The exam watchdog has warned of plagiarism using the internet
Professor Jean Underwood of Nottingham Trent University says it is up to teachers and parents to show that plagiarism is inappropriate.
The government has asked Professor Underwood to provide technical advice on how to detect internet cheating.
It has commissioned a review of GCSE coursework in each subject.
The move comes after report by the Qualifications and Curriculum Authority said downloading essays from the internet "could not be controlled".
Professor Underwood, an expert in the impact of new technologies on teaching and learning, said less repetitive and more creative questioning would reduce the scope for cheating.
She said the parameters of her study were still to be defined, but she wanted to help find solutions "so that everyone is reassured that coursework is valid, relevant and secure".

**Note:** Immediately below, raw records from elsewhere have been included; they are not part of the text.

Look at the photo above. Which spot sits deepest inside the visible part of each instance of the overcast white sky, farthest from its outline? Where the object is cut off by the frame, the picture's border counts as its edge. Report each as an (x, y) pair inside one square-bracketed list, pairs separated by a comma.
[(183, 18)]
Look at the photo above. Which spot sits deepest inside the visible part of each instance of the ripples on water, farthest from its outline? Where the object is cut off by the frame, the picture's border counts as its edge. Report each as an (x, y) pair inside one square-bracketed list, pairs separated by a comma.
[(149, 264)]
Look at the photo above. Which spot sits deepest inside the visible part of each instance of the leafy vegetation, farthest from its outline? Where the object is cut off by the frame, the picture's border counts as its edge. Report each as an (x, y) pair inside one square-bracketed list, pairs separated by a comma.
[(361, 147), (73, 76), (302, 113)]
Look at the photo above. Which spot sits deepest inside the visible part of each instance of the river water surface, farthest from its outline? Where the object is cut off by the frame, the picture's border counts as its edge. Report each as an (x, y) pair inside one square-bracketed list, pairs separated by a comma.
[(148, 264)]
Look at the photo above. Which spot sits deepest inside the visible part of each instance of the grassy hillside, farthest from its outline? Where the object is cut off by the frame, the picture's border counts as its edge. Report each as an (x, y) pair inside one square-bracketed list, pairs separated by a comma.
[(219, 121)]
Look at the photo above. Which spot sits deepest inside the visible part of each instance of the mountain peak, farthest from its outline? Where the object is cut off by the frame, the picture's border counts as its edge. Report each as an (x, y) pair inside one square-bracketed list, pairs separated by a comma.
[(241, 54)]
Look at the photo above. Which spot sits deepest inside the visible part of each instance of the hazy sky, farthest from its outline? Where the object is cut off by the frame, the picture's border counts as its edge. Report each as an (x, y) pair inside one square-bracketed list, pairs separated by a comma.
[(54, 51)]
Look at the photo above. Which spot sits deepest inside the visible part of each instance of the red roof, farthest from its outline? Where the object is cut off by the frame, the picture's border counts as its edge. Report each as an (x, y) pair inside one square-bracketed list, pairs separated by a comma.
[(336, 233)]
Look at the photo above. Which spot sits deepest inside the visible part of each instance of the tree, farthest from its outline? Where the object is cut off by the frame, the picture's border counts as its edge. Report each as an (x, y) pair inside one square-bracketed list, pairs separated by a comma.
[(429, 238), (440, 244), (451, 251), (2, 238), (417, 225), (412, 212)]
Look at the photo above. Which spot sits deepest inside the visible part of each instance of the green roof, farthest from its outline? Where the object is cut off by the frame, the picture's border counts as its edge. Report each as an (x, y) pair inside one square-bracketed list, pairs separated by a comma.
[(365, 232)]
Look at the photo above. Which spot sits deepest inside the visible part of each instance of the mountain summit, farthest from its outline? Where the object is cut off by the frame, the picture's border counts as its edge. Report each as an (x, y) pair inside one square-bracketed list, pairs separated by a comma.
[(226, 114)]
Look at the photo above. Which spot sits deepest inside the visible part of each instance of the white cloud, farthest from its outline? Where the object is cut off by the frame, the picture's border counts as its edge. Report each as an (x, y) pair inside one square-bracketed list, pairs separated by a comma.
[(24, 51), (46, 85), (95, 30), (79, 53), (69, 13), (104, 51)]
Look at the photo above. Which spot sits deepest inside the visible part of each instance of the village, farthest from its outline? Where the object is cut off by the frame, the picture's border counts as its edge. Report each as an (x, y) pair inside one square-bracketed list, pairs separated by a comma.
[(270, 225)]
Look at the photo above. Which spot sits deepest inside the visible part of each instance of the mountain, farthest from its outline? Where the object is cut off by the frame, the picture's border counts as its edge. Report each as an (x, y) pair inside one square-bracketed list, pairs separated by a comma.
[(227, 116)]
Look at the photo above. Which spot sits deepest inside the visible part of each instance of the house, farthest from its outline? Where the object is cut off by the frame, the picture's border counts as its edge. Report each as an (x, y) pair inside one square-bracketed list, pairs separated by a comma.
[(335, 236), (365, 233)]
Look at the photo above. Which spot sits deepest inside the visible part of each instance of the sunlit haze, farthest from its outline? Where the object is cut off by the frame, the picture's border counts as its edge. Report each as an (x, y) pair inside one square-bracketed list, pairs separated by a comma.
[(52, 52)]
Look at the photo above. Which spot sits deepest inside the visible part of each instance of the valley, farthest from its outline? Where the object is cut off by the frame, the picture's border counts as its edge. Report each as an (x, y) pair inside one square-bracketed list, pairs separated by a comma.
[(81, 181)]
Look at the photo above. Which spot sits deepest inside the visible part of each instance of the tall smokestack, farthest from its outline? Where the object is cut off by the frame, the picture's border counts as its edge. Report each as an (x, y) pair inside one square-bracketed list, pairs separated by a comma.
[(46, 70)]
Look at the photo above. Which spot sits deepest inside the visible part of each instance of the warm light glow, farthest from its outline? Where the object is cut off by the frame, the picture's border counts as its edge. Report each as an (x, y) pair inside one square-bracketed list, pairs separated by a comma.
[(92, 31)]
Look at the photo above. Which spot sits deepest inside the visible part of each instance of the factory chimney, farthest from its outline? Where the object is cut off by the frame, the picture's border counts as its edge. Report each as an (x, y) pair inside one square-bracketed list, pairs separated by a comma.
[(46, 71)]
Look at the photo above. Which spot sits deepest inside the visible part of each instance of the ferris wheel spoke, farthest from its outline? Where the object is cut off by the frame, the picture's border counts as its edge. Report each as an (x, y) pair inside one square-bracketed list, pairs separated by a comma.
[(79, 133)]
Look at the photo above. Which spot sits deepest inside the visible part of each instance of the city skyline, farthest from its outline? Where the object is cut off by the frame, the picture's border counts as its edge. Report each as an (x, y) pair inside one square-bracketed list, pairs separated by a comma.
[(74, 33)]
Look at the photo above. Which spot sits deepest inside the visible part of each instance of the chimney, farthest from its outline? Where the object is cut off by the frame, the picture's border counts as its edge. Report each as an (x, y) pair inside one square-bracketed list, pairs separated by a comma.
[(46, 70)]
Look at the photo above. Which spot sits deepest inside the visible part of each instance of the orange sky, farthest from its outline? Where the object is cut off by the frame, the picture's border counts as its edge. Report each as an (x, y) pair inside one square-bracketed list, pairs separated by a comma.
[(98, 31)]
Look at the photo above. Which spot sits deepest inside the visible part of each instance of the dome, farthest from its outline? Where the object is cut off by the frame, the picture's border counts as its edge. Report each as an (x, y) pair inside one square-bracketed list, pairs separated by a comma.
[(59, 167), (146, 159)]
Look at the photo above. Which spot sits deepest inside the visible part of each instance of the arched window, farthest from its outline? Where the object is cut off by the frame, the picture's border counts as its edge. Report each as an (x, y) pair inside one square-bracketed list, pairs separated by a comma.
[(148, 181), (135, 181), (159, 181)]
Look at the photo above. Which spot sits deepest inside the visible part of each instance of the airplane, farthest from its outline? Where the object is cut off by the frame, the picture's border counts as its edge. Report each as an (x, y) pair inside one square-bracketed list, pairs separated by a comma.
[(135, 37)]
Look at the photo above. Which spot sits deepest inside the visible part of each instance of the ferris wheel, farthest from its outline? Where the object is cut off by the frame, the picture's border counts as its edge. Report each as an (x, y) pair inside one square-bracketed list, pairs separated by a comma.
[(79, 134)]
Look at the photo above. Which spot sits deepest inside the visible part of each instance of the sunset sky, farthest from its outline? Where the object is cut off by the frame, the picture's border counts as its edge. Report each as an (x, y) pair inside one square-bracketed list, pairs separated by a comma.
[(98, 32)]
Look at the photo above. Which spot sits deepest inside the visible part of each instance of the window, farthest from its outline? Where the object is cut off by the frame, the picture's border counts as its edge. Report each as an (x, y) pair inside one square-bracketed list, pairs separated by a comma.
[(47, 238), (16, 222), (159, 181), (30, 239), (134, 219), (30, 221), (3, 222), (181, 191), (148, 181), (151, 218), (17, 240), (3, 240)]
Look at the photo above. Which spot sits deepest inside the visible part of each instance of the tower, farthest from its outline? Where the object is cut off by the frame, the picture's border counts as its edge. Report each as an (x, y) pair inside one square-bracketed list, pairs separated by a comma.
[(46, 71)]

Rules should be made clearer, Professor Underwood said.
"We all reject websites which sell essays, but where does that leave us when there are so many help books to get pupils through their GCSEs? Where is the line?"
And parents need to understand that by doing work for their children, or telling them what to include, they are not allowing them to learn effective research - an important skill for later life.
"If a parent helps their child to carry out an efficient internet search, I personally do not see anything wrong in that," she said.
"But downloading five papers from the internet would be a borderline crossed."
She said the government has recognised there is concern and will put down guidelines around February next year.
But it was "all our jobs to collectively show that cheating should not happen".
Teachers have voiced concerns that there are inconsistent guidelines across exam boards regarding how much guidance teachers should give to pupils.
They are also concerned that providing templates and checklists for work leads to "cloned essays" which are difficult to tell apart.
"Templates are worrying, if they lead to the pupil not understanding the material," Professor Underwood said.
The NASUWT teachers' union said it was important to keep the issue of plagiarism in proportion.
But it welcomed the idea of clearer guidelines, but said policing every line of work for plagiarism would "place an impossible burden upon teachers".
Coursework is marked internally within schools, while exam boards call in samples of the work for external checks, known as "moderation".
At GCSE level, it varies from 20% of the overall qualification in double science, to 60% in art and design.
At A-level it can be from nothing to 30%, or 60% in the case of art and design.
Education Secretary Ruth Kelly said coursework should only be used where it is the most appropriate assessment method.
The QCA's report found coursework was a valuable tool to stimulate pupils' own learning, but that the value placed on it by teachers varied between subjects.
Professor Underwood said technology could help ameliorate the problem but was "no quick fix".
She said software already existed to help schools ascertain whether work was the pupil's own.
"It can even be as simple as typing a phrase into Google."
"If a phrase has been plagiarised, sites will bring it up."
"Software is already out there that schools can use, from the Joint Information Systems Committee."
Exam board Edexcel and the Joint Council for Qualifications said they were working with the Plagiarism Advisory Service with a view to rolling out plagiarism detection software.
A JCQ spokesperson said it would reduce the potential to use or re-use work produced by other people.
Professor Underwood said some software could check as well as mark work. But she said some clever students would find ways round such programmes.
"One method used is to translate phrases in papers into a different language and then back into English with a translation tool," she said.
She said that tackling firms providing essays for sale or download would not guarantee children could not access essays, as hackers could still make them available for sale.
"We need to think smart on an academic and technological level," she said
"The internet is a wonderful thing with the power to change lives - but there will always be a downside."